Couverture du journal du 17/05/2024 Le nouveau magazine

Les Commissaires aux comptes, et le reporting extra-financier

La Compagnie régionale des commissaires aux comptes (CRCC) Ouest Atlantique organisait la 16e édition des Universités d’été à La Baule les 7 et 8 septembre. L’occasion pour la profession d’évoquer les perspectives offertes par l’arrivée du reporting extra-financier. Éclairage par Kristell Dicharry, Présidente de la CRCC Ouest Atlantique, sur les enjeux liés à cette nouvelle obligation.

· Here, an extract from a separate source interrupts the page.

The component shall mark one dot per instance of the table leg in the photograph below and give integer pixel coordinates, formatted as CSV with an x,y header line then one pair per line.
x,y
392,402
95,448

Kristell Dicharry, présidente de la CRCC Ouest Atlantique ©IJ

À partir du 1er janvier 2024, les grandes entreprises devront publier chaque année un rapport extra-financier certifié, traduisant leur politique et performance en matière de RSE. Jusqu’à présent, seules les sociétés anonymes de plus de 500 personnes avaient cette obligation. Sans cadre réglementaire, elles pouvaient produire ces éléments selon son propre référentiel, sans comparatif objectif. Une directive européenne a été ratifiée en 2022, transposée en France d’ici fin décembre 2023 par le biais d’une ordonnance.

Si le texte français n’est pas encore finalisé, quel en sera l’esprit ?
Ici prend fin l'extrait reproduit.